Pero la vida seguía y, después de Zamora, vino otro oriundo de Sayalonga aunque residente en Alhama desde hacía muchos años. Lo apodaban El de las almejas, y como, además, era tuerto del ojo izquierdo, todos lo conocían por El Tuerto Las Almejas. Un día de finales de julio venía el hombre, como de costumbre, camino de Santeña, pero bastante más tarde de lo habitual, pues eran cerca de las once. La carretera desde el puente Los Baños hasta el cruce de Vallalta es empinada y trabajosa de escalar, máxime con una caja de pescado en el portaequipajes; pero desde Vallalta a Santeña se convierte prácticamente en un tobogán y hay que pisar constantemente el freno si no quiere uno dar con sus carnes en tierra. Pero aquel día, ni las curvas ni la pendiente asustaban al Tuerto Las Almejas; y así, deseando llegar cuanto antes y confiado en su pericia, dejó la bicicleta a su aire de modo que literalmente bajaba la cuesta volando. Todo hubiera ido bien si el malhadado pescadero hubiera tenido sus dos ojos cabales; pero la suerte quiso que, en el vértigo del descenso, un importuno mosquito se cruzara en su camino y fuera a dar precisamente en el único ojo útil. El pobre hombre, cegado por el impacto, al no ver la tierra que pisaba ni poder controlar el movimiento uniformemente acelerado del velocípedo, ‘avoleó’ por un rastrojal de la margen izquierda y, rodando rodando, fue a caer en el cercano barranco que vierte aguas al Marchán. En estas entremedias, procedente del Pantano de los Bermejales, aparece el todavía adolescente Juanillo El Posadero sobre la imponente Norton que poseía la parroquia y que el cura Morcillo no se atrevía a conducir para desplazarse a Cacín y al Pantano, (entonces dependientes de Santeña). Al ver lo ocurrido, para y trata de ayudar al pobre hombre:
––“Me he roto los calzones por el culo”, -decía, -“y no veas los ‘esollones’ que me he hecho en el brazo; pero eso no me importa. Lo que me importa es mi pescao”.

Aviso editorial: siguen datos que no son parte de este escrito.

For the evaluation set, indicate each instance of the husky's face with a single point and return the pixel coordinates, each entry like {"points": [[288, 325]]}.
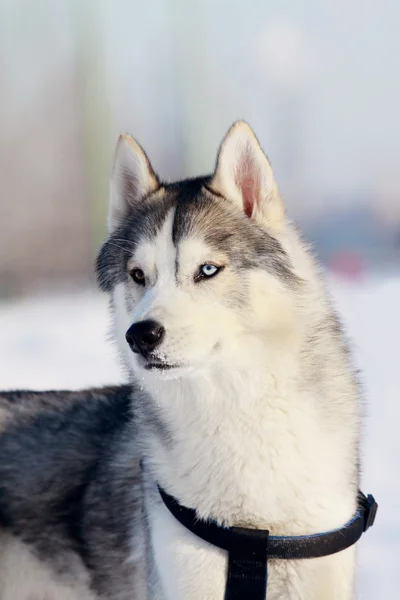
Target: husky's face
{"points": [[196, 270]]}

El joven samaritano le dijo para animarlo:
––“Lo que tienes que hacer es recogerlo y lo lavas en el río, allí por el puente Las Gitanas, y ya está”.
El hombre contestó:
––“Es que, además, el pescao es fiao, y si no lo pago ya no me dan más”.
Joven y adulto se pusieron manos a la obra, recogiendo del secano los plateados boquerones y las jibias, que era lo que daba ese día el mercado. Terminada la tarea, se despidieron amigablemente y el pobre tuerto le dio las gracias muy de corazón por la sugerencia. Paró El Tuerto Las Almejas en el mencionado puente, se acercó al río, lavó pieza a pieza toda la mercancía para que ni rastro quedara sobre ella de paja o tierra y, al rato, la vendía en Santeña como si tal. Al terminar la venta, tan grande debió de ser el regocijo experimentado por el éxito de la operación, que, en vez de coger carretera arriba en busca de su casa, entró en el Ferubi y se emborrachó como un cosaco. Quizás, después de pensar que había recuperado lo que más le importaba, es decir, su pescado, cayó en la cuenta de que tampoco era moco de pavo haber conservado ileso el único ojo que le quedaba. En cuanto a los desollones, a la segunda copa dejó de notarlos. Y es que el alcohol, ya se sabe, es el mejor bálsamo para las heridas.
Pero la mala suerte quiso que el mosquito fuera a dar en el ojo bueno.